Proverbs expresses God's wisdom by delineating the disciplines of life-long learning. They are repeated in Solomon's eloquent language and gifts of expression. He doesn't mince words or avoid addressing controversial topics. But, the thread of continuing education connects them all. Solomon learned several important life lessons---
1. The truth that none of us knows everything. At root throughout Proverbs is the contrast of wisdom and folly. Folly is the life without God, meaning, purpose, or direction. It is empty and self-centered. It hinders the continued instruction and counsel Solomon recommended. And, the supposed learning of foolish thinking is folly itself. Solomon identifies the fool as one who thinks he knows everything. The Message translation of Proverbs 28:26 is a very clear rendering of Solomon's ancient language---
If you think you know it all, you’re a fool for sure;
real survivors learn wisdom from others.
Solomon instructed his sons to pursue learning. It is folly not to do so.
2. Life without counsel is foolish.
Beyond the necessity of life-long learning, Solomon made a subsidiary, but profound point. Being unteachable is one thing. Life decisions without the guidance of others multiples the folly. In the very first chapter of Proverbs Solomon reproves those who rejected his counsel---
Because they hated knowledge and did not choose the fear of the Lord, would have none
of my counsel and despised all of my reproof, therefore they shall eat the fruit of their
way, and have their fill of their own devices. Proverbs 1: 29-31, ESV
Because we cannot know everything, we humans need the guidance of others as we navigate life. This point was central to Solomon's teaching---
The way of a fool is right in his own eyes, but a wise man listens to advice.
Proverbs 12: 15, ESV
By insolence comes nothing but strife, but with those who take advice is wisdom.
Proverbs 13:10, ESV
Listen to advice and accept instruction, that you may gain wisdom in the future.
Proverbs 19: 20, ESV
Life-long learning involves the humility to seek the knowledge, experience, and lessons of others. Solomon made this point too many times to list here.
3. Solomon knew that the seeds of life-long learning are sown at home.

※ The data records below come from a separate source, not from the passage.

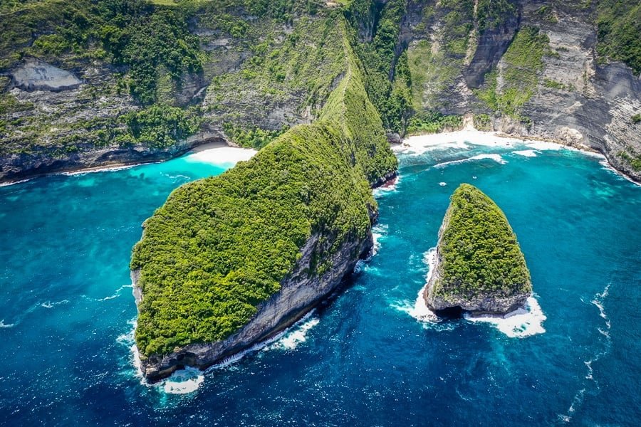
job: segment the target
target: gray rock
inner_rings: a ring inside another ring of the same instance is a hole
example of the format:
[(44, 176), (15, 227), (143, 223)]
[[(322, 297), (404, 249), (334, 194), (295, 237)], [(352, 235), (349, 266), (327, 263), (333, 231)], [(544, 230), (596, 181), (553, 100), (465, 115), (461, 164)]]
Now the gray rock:
[(15, 86), (26, 90), (66, 90), (83, 83), (71, 73), (37, 59), (28, 59), (11, 75)]
[[(373, 221), (375, 216), (372, 218)], [(312, 255), (317, 246), (322, 244), (320, 237), (315, 234), (310, 238), (301, 250), (301, 258), (281, 283), (281, 290), (259, 305), (256, 315), (246, 325), (223, 341), (192, 344), (165, 356), (141, 358), (145, 377), (155, 381), (184, 367), (204, 369), (273, 337), (330, 295), (354, 270), (359, 258), (367, 255), (373, 246), (371, 233), (366, 238), (345, 241), (329, 260), (333, 267), (320, 277), (311, 276)], [(131, 278), (136, 302), (140, 303), (145, 297), (138, 286), (138, 273), (132, 271)]]

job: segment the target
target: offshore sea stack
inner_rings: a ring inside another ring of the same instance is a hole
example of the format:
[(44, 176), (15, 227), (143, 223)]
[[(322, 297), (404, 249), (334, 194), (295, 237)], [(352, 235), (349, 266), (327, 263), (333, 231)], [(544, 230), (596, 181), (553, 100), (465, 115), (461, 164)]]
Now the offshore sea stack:
[(530, 273), (507, 218), (469, 184), (452, 196), (433, 272), (423, 297), (436, 312), (505, 315), (522, 307), (532, 293)]

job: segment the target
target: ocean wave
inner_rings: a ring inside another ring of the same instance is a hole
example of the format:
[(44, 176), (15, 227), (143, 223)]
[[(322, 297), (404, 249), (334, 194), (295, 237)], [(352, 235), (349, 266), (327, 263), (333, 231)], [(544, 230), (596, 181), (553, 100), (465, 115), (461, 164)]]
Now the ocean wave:
[(543, 322), (547, 319), (534, 297), (530, 297), (523, 307), (504, 316), (472, 316), (464, 313), (463, 317), (472, 322), (490, 323), (511, 338), (524, 338), (546, 332)]
[(302, 323), (299, 321), (299, 325), (296, 327), (290, 328), (291, 330), (286, 332), (281, 338), (278, 341), (265, 347), (265, 350), (271, 350), (275, 349), (281, 349), (285, 350), (293, 350), (296, 349), (299, 344), (307, 341), (307, 333), (313, 327), (318, 325), (320, 320), (318, 317), (308, 317)]
[(431, 323), (439, 323), (441, 319), (436, 314), (429, 310), (425, 303), (425, 299), (423, 294), (429, 283), (429, 278), (434, 272), (434, 268), (436, 266), (436, 248), (432, 248), (424, 254), (423, 254), (423, 261), (427, 266), (427, 274), (425, 276), (425, 285), (419, 290), (416, 300), (412, 303), (395, 303), (392, 307), (400, 311), (407, 313), (419, 322), (427, 322)]
[(619, 178), (620, 179), (625, 179), (625, 180), (626, 180), (626, 181), (629, 181), (629, 182), (632, 183), (633, 184), (635, 184), (635, 185), (637, 186), (641, 186), (641, 184), (637, 182), (636, 181), (634, 181), (634, 180), (633, 180), (632, 178), (630, 178), (630, 176), (627, 176), (627, 175), (625, 175), (625, 174), (622, 174), (621, 172), (620, 172), (619, 171), (617, 171), (617, 169), (615, 169), (615, 168), (613, 168), (613, 167), (610, 164), (610, 163), (608, 163), (608, 161), (605, 160), (605, 159), (603, 159), (603, 160), (601, 160), (600, 162), (599, 162), (599, 164), (600, 164), (600, 165), (603, 167), (603, 169), (604, 169), (605, 170), (606, 170), (606, 171), (608, 171), (608, 172), (610, 172), (610, 173), (612, 173), (612, 174), (614, 174), (616, 175), (617, 177)]
[(187, 367), (176, 371), (162, 381), (162, 390), (170, 394), (193, 393), (204, 381), (204, 374), (197, 368)]
[(16, 184), (22, 184), (23, 182), (31, 181), (31, 179), (33, 179), (33, 178), (27, 178), (26, 179), (21, 179), (19, 181), (11, 181), (10, 182), (0, 182), (0, 187), (9, 186), (10, 185), (15, 185)]
[(523, 157), (536, 157), (536, 150), (535, 149), (521, 149), (512, 152), (513, 154), (523, 156)]
[(538, 151), (558, 151), (566, 148), (565, 145), (547, 141), (531, 141), (525, 143), (526, 147)]
[(569, 423), (571, 421), (572, 416), (576, 411), (576, 409), (583, 403), (583, 397), (585, 394), (585, 391), (587, 390), (587, 384), (591, 382), (597, 390), (600, 389), (599, 382), (594, 376), (594, 367), (592, 365), (593, 363), (598, 362), (602, 357), (608, 354), (612, 347), (612, 338), (610, 337), (610, 329), (612, 327), (612, 323), (610, 321), (610, 317), (608, 317), (608, 312), (605, 311), (605, 299), (608, 297), (608, 295), (610, 295), (610, 283), (606, 285), (605, 288), (603, 288), (603, 290), (595, 294), (594, 297), (590, 302), (590, 304), (598, 309), (599, 317), (603, 319), (605, 329), (598, 327), (597, 327), (597, 331), (603, 337), (605, 342), (603, 349), (593, 354), (588, 360), (583, 361), (583, 364), (585, 364), (587, 368), (585, 376), (585, 382), (584, 383), (583, 386), (575, 394), (574, 399), (573, 399), (572, 404), (568, 409), (568, 412), (565, 414), (559, 414), (558, 416), (559, 419), (566, 423)]
[(10, 328), (16, 326), (17, 323), (5, 323), (4, 319), (0, 320), (0, 328)]
[(375, 197), (379, 197), (383, 194), (391, 193), (396, 191), (398, 183), (400, 182), (400, 176), (397, 175), (391, 181), (388, 181), (380, 186), (377, 186), (372, 190)]
[(474, 162), (475, 160), (494, 160), (496, 163), (499, 164), (505, 164), (507, 163), (506, 161), (504, 160), (503, 157), (501, 157), (501, 154), (478, 154), (476, 156), (473, 156), (471, 157), (468, 157), (467, 159), (461, 159), (460, 160), (450, 160), (449, 162), (444, 162), (442, 163), (437, 163), (434, 165), (434, 167), (445, 167), (446, 166), (450, 166), (452, 164), (459, 164), (460, 163), (465, 163), (467, 162)]
[(145, 164), (150, 164), (150, 162), (135, 163), (132, 164), (118, 164), (116, 166), (105, 166), (104, 167), (97, 167), (95, 169), (83, 169), (83, 170), (79, 170), (79, 171), (73, 171), (71, 172), (60, 172), (59, 174), (65, 175), (66, 176), (81, 176), (83, 175), (86, 175), (87, 174), (95, 174), (98, 172), (115, 172), (118, 171), (124, 171), (126, 169), (136, 167), (137, 166), (143, 166)]
[(137, 378), (141, 385), (148, 388), (155, 388), (167, 394), (189, 394), (198, 390), (204, 382), (204, 376), (207, 372), (226, 368), (240, 361), (247, 354), (260, 350), (267, 351), (277, 349), (291, 350), (296, 349), (299, 344), (307, 340), (307, 334), (309, 330), (320, 322), (320, 319), (312, 317), (315, 311), (313, 310), (310, 311), (292, 326), (276, 334), (271, 338), (255, 344), (249, 349), (226, 357), (221, 362), (209, 367), (205, 371), (201, 371), (198, 368), (187, 367), (184, 369), (174, 371), (168, 378), (154, 384), (147, 382), (142, 376), (140, 354), (135, 344), (135, 319), (132, 319), (127, 322), (131, 325), (131, 329), (128, 332), (119, 335), (116, 338), (116, 341), (129, 348), (130, 357), (126, 374)]
[(372, 253), (370, 255), (370, 258), (378, 253), (378, 251), (380, 249), (381, 241), (384, 240), (387, 234), (387, 224), (378, 223), (372, 228), (372, 238), (374, 241), (374, 246), (372, 248)]
[(40, 306), (43, 308), (53, 308), (56, 305), (68, 303), (68, 300), (63, 300), (62, 301), (58, 301), (57, 302), (51, 302), (51, 301), (47, 301), (46, 302), (41, 302)]
[(108, 297), (105, 297), (104, 298), (99, 298), (99, 299), (96, 300), (96, 301), (108, 301), (109, 300), (113, 300), (113, 299), (118, 298), (118, 297), (120, 296), (120, 292), (122, 292), (123, 290), (124, 290), (125, 288), (132, 288), (132, 285), (123, 285), (122, 286), (120, 286), (120, 288), (116, 289), (115, 291), (113, 292), (113, 294), (112, 294), (111, 295), (109, 295)]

Yes, Solomon was King of Israel and a man of great influence. Scripture reminds us that "...people of all nations came to hear the wisdom of Solomon, and from all the kings of the earth, who had heard of his wisdom" (1 Kings 4:34, ESV). Still, his Proverbs were spoken to his sons. It can be argued that he was speaking broadly and not specifically identifying his children. But, he also mentioned the instruction of ",,,your mother..." (see Proverbs 1:8; 6:20; and others), further identifying parents role in educating their children. . The first words of King Lemuel (Proverbs 31:1) indicate that "...his mother taught him..." the oracle. This home school system was how education happened in the Old Testament, fulfillment of what God had spoken to Moses and the nation after their deliverance from Egypt. A lesson learned from Proverbs is that life-long learning starts in the home and continues with the urging and support of the parents.
Proverbs is a unique lesson plan in pleasing God with our lives. There is instruction and guidance about even the most elemental relationships and responsibilities. The ideal of life-long learning and personal openness to guidance, counsel, instruction, and even reproof links every verse and every chapter.
Remaining teachable is a primary bullet point in growing wise. A teachable spirit can move us humans from the regions of folly to the promises and blessing of wise living.